I spent a great deal of time on the website Reddit. If you haven’t been there, trust me: the comments don’t get more refreshingly raw and unfiltered than in a Reddit thread.
It was on Reddit where I found a raging debate that for my money is perhaps the most blunt and honest discussion of authenticity to be found anywhere.
It’s led not by “marcom” pros, journalists, or C-suite execs, but by ordinary video game enthusiasts – “gamers.” The debate is over a newly released video game called “The Finals” which exclusively uses AI voiceovers and NOT real voice actors.
To say that move has generated considerable backlash would be an understatement.
To be fair, the debate seems evenly split between those who hate the AI voices and those who either don’t mind them or didn’t even notice they were artificial.
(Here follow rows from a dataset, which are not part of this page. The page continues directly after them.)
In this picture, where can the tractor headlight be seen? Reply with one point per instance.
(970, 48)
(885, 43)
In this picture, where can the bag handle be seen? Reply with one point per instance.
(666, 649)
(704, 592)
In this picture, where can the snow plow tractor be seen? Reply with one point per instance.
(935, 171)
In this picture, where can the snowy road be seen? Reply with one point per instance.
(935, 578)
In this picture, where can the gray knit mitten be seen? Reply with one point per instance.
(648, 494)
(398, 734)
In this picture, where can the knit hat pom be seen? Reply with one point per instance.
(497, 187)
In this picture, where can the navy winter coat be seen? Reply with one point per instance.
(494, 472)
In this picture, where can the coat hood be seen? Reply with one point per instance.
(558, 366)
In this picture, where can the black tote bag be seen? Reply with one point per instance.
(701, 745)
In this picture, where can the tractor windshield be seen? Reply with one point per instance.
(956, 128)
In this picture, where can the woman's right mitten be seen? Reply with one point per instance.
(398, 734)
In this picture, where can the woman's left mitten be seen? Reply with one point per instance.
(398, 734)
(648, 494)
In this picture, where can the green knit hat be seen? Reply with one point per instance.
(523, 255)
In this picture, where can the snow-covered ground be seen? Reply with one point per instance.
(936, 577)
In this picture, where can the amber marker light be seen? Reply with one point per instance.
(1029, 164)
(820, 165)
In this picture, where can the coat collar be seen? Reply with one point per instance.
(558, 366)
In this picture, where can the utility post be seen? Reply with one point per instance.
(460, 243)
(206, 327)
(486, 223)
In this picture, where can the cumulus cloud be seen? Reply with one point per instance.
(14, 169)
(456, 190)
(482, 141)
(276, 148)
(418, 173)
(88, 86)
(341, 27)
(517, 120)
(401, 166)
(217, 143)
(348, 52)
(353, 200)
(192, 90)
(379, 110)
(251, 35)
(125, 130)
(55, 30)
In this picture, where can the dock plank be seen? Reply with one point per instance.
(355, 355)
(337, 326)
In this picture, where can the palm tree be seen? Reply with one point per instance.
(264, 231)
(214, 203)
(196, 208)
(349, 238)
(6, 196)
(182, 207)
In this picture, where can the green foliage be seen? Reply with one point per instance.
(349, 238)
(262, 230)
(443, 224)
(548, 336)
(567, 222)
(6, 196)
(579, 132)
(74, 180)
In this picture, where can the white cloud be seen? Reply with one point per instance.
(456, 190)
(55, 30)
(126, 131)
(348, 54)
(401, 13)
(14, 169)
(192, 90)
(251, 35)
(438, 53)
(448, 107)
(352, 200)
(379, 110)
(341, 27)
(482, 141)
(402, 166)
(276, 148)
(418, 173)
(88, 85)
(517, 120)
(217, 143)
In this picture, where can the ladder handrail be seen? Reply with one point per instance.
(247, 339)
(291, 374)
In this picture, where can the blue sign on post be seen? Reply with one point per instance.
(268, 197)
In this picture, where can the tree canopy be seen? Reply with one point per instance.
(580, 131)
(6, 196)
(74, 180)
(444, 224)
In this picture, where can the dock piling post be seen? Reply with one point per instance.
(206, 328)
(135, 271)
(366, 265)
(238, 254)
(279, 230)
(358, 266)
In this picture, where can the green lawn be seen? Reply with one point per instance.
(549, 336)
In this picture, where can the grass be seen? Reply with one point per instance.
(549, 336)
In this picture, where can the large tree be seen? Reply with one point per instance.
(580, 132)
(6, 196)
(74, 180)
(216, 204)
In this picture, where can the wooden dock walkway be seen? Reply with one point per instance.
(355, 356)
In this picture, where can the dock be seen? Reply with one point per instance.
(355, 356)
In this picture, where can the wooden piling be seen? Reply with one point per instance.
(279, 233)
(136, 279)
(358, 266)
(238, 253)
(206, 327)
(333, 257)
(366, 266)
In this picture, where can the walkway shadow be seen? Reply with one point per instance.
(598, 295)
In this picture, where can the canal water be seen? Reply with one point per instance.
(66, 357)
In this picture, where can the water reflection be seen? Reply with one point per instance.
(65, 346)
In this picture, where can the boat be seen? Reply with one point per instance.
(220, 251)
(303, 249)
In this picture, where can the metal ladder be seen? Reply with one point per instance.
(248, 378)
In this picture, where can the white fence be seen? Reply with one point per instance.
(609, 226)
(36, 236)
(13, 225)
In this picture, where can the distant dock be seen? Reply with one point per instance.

As a bonus, the thread features a spirited and sophisticated discussion over the ethics and business implications of using AI that rivals even the smartest dialogues within the professional voiceover community.
But the most fun reading is the visceral, no-holds-barred reactions of gamers to the game developer’s decision to bypass the authentic sound of real human beings and instead to go with subpar AI voiceovers.
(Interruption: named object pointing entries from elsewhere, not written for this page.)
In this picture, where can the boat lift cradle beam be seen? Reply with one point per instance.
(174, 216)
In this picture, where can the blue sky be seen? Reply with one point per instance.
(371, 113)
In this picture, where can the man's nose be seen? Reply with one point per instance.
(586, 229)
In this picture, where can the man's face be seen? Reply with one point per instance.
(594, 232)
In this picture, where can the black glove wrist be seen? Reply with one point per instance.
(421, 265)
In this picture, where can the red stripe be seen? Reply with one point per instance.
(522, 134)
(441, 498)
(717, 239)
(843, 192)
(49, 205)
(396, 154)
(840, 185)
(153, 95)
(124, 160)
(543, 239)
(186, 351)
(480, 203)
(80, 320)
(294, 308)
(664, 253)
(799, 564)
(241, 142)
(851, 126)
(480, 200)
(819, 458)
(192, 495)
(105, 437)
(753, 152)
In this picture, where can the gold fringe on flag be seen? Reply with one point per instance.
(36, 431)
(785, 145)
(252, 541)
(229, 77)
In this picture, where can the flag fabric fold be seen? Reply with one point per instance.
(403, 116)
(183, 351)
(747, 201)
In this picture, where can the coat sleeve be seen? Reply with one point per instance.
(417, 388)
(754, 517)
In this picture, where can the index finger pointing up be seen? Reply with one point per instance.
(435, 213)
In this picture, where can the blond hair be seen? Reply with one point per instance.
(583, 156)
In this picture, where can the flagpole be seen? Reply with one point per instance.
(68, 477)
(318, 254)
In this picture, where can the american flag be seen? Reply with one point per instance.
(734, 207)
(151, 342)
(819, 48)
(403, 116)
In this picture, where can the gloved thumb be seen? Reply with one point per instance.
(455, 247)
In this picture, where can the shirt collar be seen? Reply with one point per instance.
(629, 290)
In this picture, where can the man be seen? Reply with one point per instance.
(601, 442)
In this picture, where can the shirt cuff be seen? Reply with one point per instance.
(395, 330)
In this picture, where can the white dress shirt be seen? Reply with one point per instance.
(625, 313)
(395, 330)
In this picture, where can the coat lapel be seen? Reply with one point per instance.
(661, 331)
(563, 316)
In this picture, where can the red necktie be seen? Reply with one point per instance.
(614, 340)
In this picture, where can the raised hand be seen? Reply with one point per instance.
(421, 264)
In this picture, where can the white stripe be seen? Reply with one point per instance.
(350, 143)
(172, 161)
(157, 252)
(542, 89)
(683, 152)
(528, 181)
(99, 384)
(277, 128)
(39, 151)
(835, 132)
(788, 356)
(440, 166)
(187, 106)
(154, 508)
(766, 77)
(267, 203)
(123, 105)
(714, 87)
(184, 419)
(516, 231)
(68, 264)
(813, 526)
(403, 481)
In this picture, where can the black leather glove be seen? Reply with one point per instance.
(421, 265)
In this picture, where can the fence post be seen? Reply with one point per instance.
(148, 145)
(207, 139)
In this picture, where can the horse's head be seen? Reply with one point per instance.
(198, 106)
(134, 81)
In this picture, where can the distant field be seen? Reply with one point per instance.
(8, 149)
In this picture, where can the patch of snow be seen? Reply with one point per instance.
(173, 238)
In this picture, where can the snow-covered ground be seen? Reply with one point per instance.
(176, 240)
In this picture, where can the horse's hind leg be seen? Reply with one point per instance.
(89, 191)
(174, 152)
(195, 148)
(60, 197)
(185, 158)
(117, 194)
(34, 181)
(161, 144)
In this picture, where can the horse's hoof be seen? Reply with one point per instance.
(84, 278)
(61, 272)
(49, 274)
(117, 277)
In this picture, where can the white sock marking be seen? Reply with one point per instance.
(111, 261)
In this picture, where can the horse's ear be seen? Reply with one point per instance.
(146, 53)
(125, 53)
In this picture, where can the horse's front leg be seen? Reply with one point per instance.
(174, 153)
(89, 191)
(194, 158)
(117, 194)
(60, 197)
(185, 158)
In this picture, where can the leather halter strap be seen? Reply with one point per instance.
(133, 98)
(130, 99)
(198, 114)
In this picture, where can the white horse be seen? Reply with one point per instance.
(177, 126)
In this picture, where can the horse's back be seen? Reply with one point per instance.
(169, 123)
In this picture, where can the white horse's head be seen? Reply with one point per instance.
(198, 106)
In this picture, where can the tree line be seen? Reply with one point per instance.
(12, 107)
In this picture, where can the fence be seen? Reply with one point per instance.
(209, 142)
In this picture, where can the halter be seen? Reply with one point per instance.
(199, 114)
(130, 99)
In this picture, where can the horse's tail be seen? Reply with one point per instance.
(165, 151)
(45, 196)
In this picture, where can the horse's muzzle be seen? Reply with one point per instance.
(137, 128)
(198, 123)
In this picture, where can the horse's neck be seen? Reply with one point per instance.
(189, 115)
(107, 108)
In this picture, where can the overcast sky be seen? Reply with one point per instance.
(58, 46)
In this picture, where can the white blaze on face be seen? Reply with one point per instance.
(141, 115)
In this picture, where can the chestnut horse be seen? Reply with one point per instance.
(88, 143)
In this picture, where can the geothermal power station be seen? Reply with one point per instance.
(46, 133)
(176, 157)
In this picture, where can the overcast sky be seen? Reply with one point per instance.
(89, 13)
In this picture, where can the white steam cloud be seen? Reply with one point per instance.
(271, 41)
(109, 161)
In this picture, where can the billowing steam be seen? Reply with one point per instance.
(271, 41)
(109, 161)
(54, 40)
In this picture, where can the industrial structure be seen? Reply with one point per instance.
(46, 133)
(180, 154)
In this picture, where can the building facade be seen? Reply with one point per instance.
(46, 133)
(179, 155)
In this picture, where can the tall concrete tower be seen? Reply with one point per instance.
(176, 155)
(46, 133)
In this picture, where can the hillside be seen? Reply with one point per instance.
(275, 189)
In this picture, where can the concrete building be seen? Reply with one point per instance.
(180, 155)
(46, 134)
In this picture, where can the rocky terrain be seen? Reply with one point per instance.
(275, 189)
Here are several actual comments, from mildest to most profane:
“Some of the voice lines have an awkward cadence…”
“I noticed it within the first minutes of playing lol, their voice inflection is so wrong it’s painfully obvious.”
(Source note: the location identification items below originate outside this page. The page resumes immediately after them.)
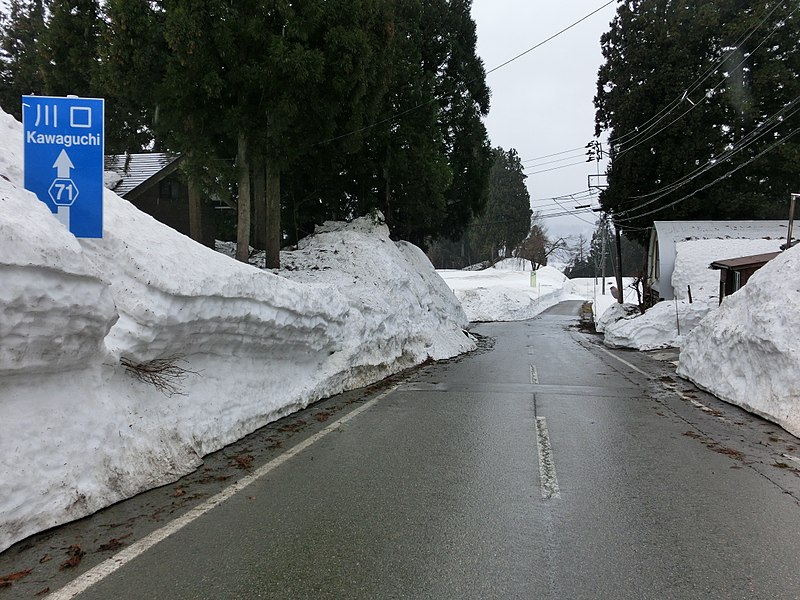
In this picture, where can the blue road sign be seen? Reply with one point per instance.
(63, 158)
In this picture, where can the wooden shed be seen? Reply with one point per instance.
(154, 183)
(735, 272)
(665, 236)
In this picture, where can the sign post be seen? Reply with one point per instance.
(63, 158)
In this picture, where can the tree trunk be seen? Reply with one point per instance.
(195, 211)
(259, 203)
(273, 215)
(243, 205)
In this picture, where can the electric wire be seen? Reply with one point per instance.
(693, 105)
(553, 154)
(556, 168)
(646, 127)
(755, 135)
(437, 99)
(558, 160)
(624, 215)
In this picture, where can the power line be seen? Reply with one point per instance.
(552, 37)
(786, 138)
(556, 168)
(670, 107)
(436, 99)
(756, 134)
(553, 154)
(558, 160)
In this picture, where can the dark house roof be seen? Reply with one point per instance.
(139, 171)
(744, 262)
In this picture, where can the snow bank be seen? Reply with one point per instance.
(746, 352)
(81, 432)
(657, 328)
(693, 258)
(504, 294)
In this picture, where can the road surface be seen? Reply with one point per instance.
(540, 466)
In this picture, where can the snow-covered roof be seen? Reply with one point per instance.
(138, 169)
(666, 234)
(744, 262)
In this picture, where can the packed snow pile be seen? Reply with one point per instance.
(662, 326)
(80, 431)
(746, 352)
(692, 262)
(666, 324)
(614, 313)
(503, 293)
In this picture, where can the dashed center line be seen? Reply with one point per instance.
(547, 467)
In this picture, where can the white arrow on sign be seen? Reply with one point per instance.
(63, 164)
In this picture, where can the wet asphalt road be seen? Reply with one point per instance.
(540, 466)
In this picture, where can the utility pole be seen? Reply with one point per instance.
(791, 220)
(619, 263)
(604, 232)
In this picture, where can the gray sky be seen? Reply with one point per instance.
(542, 102)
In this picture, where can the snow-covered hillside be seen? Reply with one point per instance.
(80, 431)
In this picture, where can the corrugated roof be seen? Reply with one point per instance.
(135, 169)
(711, 230)
(744, 261)
(666, 234)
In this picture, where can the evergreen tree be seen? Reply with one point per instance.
(506, 219)
(21, 30)
(133, 55)
(684, 83)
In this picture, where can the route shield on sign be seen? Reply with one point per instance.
(63, 158)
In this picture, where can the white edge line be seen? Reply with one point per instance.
(108, 566)
(547, 468)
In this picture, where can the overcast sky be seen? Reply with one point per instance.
(542, 102)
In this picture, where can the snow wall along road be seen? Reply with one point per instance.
(80, 432)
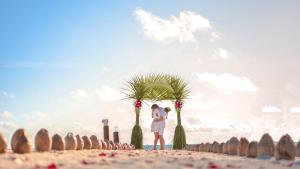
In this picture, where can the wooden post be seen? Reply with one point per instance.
(105, 130)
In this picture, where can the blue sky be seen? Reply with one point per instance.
(69, 60)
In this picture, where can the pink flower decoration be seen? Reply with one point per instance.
(102, 155)
(52, 166)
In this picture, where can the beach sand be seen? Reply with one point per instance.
(135, 159)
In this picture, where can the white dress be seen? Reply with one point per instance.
(158, 126)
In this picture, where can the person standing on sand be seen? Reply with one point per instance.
(158, 125)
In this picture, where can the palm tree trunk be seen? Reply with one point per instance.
(178, 117)
(137, 116)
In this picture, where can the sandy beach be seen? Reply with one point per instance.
(90, 159)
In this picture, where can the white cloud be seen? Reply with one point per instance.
(295, 110)
(7, 126)
(107, 93)
(227, 82)
(7, 114)
(79, 94)
(181, 28)
(7, 95)
(270, 109)
(41, 114)
(221, 53)
(216, 35)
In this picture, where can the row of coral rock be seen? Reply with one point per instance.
(20, 142)
(264, 149)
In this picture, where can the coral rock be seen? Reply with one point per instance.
(57, 143)
(95, 142)
(298, 150)
(207, 147)
(215, 147)
(79, 142)
(224, 148)
(3, 144)
(42, 140)
(20, 142)
(220, 148)
(70, 142)
(265, 148)
(252, 149)
(243, 147)
(104, 145)
(112, 145)
(233, 146)
(87, 144)
(285, 149)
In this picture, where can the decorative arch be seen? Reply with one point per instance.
(157, 87)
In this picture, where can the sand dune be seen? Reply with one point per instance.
(110, 159)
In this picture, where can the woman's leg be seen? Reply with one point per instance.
(162, 141)
(156, 137)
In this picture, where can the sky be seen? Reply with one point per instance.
(63, 65)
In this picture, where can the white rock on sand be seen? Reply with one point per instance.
(57, 143)
(70, 142)
(79, 142)
(42, 140)
(285, 149)
(3, 144)
(105, 159)
(20, 142)
(252, 149)
(233, 146)
(95, 142)
(243, 146)
(87, 144)
(265, 148)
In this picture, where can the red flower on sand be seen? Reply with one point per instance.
(102, 155)
(52, 166)
(138, 104)
(178, 104)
“The overall quality is pretty bad. I could tell from the get-go something was off and just ended up muting it after couple hours. A decent VA…would considerably improve the experience.”
“This is so lame, I look at BG3 and that is precisely the hand-crafted approach I want in my games, the voice actors are one of the biggest highlights of the games.”
“I still just find it hard to swallow that an aesthetic or gameplay choice warranted the need of commentators but not real human voice commentary. Just seems like they’re cutting corners.”
“AI literally cannot do the kind of energy a real sports announcer would… I haven’t seen anyone pull that off with AI tech; the delivery is always going to seem flat even if they fix everything else.”
“If you’re not willing to spend money on quality assets, why should the audience be willing to spend time on your game?”
“Is it really hard to understand that some people prefer to consume art and entertainment that’s created by actual humans who leave their mark on the work? We want creative people to be leaving a piece of themselves in their performances and art…”
“Bad voice acting by real people is one thing, but knowing the only effort they put into their voices was typing some words…only to STILL get stilted, lackluster delivery just sucks on a different level.”
“Two professional VAs could have hammered this shit out in a week, and the game would be better for it.”
“I dunno, I heard something was off pretty much immediately. The intonation is totally f***ed in almost every single voice line.”
“Nah, the AI voices are annoying as f**k, just don’t use them at all if they’re gonna sound like that.”
“The reason I want real actors is so that there’s personality behind the f***ing voice. Something that isn’t just a monotone voice but somebody who saw a script and put some f***ing soul behind it.”
Did you catch all that? Cadence. Inflection. Intonation. Energy. Soul.
AUTHENTICITY.
And this is just from the gaming community. I suspect there’s a lesson here for any business where the perception of authenticity or personalized service is a critical part of your value proposition, especially when it might be tempting (read: cheaper, more efficient, easier) to substitute AI for the human element. Just because you can doesn’t always mean you should.
Would you welcome feedback that your work product cuts corners? That it’s awkward? Lackluster? “Annoying as f**k?” That you’ve alienated your customers or clients?
If 2024 is in fact “the year of authenticity” and our new mission is the pursuit of all things authentic, then I’d like to make a humble suggestion.
As they might say on Reddit: use a real f***ing human.